R - Ce retrait, en lui-même, est un élément qui fait partie de la Feuille de route, c'est-à-dire le plan de reconstruction politique pacifique entre Israël et l'Autorité palestinienne. Je rappelle que cette Feuille de route a un objectif très précis : que l'on ait au bout de cette route, deux Etats vivant côte à côte. Un Etat d'Israël vivant dans la sécurité, et nous, Français, nous ne transigerons jamais avec la sécurité d'Israël, et un Etat palestinien viable. C'est l'objectif. Et pour arriver au bout de cette route, il y a un certain nombre d'étapes. Le retrait de Gaza est une étape mais elle ne peut pas être déconnectée ou séparée des autres et donc ce n'est pas à la place du plan de paix, à la place de la Feuille de route que l'on doit se retirer de Gaza, c'est une étape, un élément de cette Feuille de route et, ayant dit cela, il faut aussi que ce retrait soit crédible, qu'on en fixe les conditions. Je suis inquiet de voir que, au moment où le Premier ministre Sharon annonce ce retrait, qui est en lui-même positif, on veut détruite des centaines de maisons et mettre dans la rue des milliers de Palestiniens. On veut, du côté de l'Egypte, créer une sorte de fossé. Il ne faut pas détruire Gaza avant de se retirer. Il faut que Gaza puisse vivre, que les hommes et les femmes qui sont dans cette bande de territoire et notamment les jeunes qui attendent désespérément un avenir, un futur, que tous ces gens puissent vivre.
Q - C'est une visite attendue en Haïti qui a été la vôtre ?
R - Oui, elle était attendue depuis assez longtemps puisque cela fait maintenant deux cents ans qu'aucun ministre des Affaires étrangères n'était venu. Dominique de Villepin avait promis cette visite. Il n'a pas pu tenir cette promesse puisqu'il a changé de poste. Et donc j'ai voulu tenir cet engagement et établir avec le gouvernement de transition à Haïti, des relations de travail. Nous sommes dans une situation très fragile et très grave dans ce petit pays auquel la France doit être attachée puisque tous les gens que j'ai rencontrés, tous les jeunes, y compris dans une école d'agronomie, parlent tous français. Il faut donc les aider. Nous les aidons avec des forces militaires, des gendarmes, qui font un travail formidable actuellement sur place. J'ai rendu hommage à la force française, à son action sur place, qui, avec d'autres soldats américains, stabilise le pays mais, au-delà, il faut le reconstruire et il faut reconstruire un Etat. J'ai dit à mes collègues européens aujourd'hui qu'il y avait urgence à pouvoir débloquer cet argent européen qui est disponible, à pouvoir l'utiliser pour reconstruire un système électrique, pour faire des routes, pour faire redémarrer l'éducation, pour lutter contre le sida. Il y a une urgence à ce que l'Europe aide ce petit pays à retrouver lui aussi un avenir.

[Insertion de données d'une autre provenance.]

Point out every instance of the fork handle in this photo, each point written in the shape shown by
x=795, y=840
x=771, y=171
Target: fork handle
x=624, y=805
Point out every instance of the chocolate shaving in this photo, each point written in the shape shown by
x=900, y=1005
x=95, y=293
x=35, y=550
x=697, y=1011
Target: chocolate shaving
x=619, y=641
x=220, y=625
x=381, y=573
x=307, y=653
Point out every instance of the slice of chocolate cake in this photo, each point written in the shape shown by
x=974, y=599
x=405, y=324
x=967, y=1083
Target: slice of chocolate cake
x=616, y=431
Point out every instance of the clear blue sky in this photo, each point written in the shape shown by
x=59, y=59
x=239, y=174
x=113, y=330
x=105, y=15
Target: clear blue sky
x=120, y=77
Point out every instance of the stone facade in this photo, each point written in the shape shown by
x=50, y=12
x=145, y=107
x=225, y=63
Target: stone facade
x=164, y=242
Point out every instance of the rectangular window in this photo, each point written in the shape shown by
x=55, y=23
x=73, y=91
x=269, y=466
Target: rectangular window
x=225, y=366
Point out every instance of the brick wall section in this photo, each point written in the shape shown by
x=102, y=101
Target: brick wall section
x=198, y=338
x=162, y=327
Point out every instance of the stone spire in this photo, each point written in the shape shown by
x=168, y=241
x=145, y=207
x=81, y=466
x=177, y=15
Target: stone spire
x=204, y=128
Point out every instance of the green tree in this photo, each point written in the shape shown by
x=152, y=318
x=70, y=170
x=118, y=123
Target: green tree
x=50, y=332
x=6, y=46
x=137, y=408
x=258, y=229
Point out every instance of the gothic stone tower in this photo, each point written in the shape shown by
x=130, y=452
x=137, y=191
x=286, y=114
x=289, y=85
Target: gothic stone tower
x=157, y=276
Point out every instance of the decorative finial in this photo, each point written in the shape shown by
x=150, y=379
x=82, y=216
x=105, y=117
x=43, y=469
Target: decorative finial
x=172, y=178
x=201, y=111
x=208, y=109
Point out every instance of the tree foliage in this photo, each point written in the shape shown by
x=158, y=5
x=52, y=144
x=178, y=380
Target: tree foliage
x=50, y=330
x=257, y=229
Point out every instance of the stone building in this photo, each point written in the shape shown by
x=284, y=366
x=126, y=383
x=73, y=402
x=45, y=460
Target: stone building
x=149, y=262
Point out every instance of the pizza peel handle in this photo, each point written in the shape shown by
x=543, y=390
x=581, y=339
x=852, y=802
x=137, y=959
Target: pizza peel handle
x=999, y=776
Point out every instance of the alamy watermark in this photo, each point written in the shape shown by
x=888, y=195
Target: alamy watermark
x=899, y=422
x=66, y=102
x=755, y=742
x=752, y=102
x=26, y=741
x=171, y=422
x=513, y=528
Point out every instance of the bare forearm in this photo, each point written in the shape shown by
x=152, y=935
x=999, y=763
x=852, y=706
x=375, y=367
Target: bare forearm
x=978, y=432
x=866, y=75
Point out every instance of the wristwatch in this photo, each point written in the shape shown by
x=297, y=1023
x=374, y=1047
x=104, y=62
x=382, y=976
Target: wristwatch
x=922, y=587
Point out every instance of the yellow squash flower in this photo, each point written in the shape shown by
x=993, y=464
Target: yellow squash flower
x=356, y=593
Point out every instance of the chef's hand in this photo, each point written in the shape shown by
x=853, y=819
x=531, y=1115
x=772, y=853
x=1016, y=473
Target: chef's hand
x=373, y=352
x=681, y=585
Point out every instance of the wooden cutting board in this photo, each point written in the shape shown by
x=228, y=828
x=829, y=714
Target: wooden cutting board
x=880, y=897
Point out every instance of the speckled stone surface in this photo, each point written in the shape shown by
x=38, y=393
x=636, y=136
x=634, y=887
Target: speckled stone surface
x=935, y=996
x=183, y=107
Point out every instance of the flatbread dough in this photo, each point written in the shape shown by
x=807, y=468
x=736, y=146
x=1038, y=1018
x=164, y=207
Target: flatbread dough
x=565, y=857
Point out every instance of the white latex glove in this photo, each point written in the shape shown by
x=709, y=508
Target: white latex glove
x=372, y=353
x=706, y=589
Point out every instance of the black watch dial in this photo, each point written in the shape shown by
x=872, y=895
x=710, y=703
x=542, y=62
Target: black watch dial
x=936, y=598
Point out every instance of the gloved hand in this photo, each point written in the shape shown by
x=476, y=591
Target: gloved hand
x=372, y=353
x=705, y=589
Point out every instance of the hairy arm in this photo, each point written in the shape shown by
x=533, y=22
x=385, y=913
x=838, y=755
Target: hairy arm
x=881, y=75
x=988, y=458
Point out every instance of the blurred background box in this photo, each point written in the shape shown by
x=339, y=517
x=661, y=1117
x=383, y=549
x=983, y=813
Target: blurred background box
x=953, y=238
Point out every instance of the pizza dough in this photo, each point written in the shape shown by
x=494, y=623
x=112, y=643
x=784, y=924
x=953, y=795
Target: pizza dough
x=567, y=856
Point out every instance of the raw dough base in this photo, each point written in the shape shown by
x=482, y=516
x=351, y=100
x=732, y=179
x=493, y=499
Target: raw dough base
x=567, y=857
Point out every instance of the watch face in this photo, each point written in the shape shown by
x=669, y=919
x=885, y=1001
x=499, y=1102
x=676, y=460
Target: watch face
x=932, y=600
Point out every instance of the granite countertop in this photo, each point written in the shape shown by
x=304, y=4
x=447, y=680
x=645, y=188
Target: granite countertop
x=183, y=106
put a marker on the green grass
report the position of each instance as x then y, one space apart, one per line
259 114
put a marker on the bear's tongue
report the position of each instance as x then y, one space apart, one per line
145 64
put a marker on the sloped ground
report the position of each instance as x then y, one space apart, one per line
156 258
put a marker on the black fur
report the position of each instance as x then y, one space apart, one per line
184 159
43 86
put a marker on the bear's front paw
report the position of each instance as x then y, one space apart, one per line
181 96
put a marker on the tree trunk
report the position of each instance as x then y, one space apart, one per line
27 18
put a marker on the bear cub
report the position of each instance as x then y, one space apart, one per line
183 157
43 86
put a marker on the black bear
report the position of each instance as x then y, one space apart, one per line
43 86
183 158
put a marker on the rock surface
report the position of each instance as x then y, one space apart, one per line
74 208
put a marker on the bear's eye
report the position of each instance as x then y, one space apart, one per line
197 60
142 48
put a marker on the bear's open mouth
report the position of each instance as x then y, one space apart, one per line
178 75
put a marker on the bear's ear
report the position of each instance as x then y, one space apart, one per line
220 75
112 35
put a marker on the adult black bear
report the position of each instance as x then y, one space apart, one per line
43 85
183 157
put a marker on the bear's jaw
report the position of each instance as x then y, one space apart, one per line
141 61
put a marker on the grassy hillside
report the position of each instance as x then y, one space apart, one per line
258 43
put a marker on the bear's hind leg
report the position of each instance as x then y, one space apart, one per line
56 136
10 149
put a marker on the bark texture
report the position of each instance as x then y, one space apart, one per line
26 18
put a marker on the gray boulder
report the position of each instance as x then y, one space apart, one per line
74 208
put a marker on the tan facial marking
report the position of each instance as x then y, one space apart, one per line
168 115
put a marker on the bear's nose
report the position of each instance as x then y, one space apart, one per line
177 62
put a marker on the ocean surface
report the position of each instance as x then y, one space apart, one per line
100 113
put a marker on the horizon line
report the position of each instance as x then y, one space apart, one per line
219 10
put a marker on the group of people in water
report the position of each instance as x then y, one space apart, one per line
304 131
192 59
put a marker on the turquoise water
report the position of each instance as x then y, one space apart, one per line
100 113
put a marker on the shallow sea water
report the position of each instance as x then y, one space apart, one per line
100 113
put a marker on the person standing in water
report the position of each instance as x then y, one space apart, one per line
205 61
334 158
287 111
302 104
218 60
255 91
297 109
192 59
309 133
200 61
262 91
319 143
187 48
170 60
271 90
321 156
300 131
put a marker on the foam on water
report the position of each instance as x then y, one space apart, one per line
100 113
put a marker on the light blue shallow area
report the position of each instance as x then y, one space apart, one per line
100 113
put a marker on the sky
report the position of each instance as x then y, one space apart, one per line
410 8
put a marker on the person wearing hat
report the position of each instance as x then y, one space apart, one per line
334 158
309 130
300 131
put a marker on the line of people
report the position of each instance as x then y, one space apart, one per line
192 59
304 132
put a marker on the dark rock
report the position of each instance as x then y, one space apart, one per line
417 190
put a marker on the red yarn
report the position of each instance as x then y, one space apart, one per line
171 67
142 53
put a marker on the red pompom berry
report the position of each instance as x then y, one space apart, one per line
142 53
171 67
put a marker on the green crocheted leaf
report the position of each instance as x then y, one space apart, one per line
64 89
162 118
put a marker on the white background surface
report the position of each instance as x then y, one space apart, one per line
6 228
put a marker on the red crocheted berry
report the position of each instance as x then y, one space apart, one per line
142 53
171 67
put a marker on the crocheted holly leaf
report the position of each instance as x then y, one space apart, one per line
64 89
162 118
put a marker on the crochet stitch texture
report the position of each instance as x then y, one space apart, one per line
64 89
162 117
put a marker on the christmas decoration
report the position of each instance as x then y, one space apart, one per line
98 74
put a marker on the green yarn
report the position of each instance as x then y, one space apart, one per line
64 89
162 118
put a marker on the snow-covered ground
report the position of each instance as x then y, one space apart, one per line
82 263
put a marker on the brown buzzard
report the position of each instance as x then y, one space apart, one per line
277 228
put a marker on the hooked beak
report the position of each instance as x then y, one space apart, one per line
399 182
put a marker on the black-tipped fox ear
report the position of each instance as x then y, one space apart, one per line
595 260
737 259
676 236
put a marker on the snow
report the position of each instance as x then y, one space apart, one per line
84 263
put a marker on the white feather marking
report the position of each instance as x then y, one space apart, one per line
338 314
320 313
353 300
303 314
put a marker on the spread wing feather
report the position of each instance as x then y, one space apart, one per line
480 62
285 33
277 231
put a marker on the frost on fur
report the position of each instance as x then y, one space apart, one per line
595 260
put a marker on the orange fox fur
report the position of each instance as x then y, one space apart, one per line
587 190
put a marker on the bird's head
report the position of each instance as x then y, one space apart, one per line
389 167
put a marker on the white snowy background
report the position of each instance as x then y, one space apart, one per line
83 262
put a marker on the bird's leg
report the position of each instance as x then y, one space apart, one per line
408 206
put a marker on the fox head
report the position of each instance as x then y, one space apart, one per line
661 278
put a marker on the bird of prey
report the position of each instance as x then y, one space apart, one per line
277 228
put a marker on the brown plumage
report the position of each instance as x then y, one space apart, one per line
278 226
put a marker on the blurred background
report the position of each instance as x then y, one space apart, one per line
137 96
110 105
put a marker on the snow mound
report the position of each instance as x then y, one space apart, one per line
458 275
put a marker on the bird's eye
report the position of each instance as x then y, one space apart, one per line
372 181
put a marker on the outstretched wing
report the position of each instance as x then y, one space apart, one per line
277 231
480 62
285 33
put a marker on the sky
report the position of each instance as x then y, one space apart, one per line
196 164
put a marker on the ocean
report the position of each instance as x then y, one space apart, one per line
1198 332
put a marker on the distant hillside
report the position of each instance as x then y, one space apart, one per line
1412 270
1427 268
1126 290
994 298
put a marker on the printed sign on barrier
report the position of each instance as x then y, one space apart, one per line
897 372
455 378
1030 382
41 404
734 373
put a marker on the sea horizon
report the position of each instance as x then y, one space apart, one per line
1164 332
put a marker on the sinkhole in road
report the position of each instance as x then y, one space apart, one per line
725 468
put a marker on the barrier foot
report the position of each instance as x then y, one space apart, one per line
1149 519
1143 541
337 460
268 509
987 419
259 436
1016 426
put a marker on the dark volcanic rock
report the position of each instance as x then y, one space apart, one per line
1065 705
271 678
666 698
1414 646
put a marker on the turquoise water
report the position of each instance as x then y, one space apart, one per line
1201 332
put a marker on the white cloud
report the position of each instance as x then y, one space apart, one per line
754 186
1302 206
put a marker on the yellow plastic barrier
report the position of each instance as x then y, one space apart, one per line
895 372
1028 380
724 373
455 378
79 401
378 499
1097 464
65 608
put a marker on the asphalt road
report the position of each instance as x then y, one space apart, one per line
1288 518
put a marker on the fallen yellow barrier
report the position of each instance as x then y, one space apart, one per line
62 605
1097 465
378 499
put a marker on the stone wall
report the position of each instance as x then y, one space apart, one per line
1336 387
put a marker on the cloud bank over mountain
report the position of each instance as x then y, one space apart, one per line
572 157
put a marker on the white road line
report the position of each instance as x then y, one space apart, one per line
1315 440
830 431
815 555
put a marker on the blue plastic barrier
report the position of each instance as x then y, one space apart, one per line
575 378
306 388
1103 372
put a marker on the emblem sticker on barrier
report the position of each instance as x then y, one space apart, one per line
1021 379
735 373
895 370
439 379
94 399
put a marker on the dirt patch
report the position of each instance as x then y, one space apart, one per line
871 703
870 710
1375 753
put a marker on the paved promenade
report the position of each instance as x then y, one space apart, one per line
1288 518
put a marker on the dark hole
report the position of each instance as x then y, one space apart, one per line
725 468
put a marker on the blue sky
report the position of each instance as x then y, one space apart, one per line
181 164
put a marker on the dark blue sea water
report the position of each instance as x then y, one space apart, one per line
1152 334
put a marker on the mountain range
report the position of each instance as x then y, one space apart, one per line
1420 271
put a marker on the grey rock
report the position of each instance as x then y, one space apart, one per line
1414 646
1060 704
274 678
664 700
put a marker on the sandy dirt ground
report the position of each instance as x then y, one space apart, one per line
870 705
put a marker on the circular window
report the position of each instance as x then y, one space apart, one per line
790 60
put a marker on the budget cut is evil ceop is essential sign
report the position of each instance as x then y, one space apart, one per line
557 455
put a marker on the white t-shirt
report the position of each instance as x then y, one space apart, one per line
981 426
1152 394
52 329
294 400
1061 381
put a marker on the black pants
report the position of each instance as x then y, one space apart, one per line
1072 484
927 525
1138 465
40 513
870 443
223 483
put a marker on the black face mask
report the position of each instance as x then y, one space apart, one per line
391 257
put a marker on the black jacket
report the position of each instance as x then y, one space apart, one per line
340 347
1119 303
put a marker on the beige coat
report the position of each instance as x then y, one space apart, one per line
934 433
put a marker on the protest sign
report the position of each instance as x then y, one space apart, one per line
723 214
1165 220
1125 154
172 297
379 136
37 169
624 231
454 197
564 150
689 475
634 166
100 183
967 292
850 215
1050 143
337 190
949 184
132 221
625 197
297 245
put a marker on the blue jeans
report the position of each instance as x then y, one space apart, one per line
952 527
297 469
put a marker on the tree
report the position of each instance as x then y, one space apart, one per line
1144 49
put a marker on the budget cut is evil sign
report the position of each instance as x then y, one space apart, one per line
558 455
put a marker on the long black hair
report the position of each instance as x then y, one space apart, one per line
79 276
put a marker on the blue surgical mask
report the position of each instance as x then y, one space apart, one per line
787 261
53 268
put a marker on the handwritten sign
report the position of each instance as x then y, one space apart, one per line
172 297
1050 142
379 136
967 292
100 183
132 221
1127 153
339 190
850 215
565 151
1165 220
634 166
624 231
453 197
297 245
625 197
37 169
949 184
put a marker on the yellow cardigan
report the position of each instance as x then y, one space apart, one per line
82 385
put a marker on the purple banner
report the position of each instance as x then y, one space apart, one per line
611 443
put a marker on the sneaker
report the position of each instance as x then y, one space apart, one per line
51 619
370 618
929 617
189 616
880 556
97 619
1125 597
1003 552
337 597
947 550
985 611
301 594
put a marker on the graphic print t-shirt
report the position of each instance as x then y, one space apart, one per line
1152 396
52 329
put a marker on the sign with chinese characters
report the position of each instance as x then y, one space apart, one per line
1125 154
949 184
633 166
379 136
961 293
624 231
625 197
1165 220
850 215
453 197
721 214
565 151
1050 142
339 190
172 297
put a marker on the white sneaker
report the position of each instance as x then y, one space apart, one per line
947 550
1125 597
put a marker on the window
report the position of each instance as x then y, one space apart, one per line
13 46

Q - Pensez-vous que la stabilisation est acquise maintenant ? Qu'elle est durable ? Est-ce que le processus politique interne a redémarré ?
R - Il y a un processus politique et la préparation d'élections mais, quand on va sur place et qu'on écoute tous les dirigeants politiques de tous les côtés, que j'ai écoutés, il faut bien comprendre que, pour que ce processus politique soit stable, il faut qu'il y ait un progrès dans l'économie, il faut que les gens aient un avenir, il faut que l'éducation remarche, qu'il y ait des routes. Il faut donc que le gouvernement soit capable de montrer un progrès dans la vie quotidienne. Et c'est pour cela que l'aide européenne doit être très vite débloquée et utilisée sur place.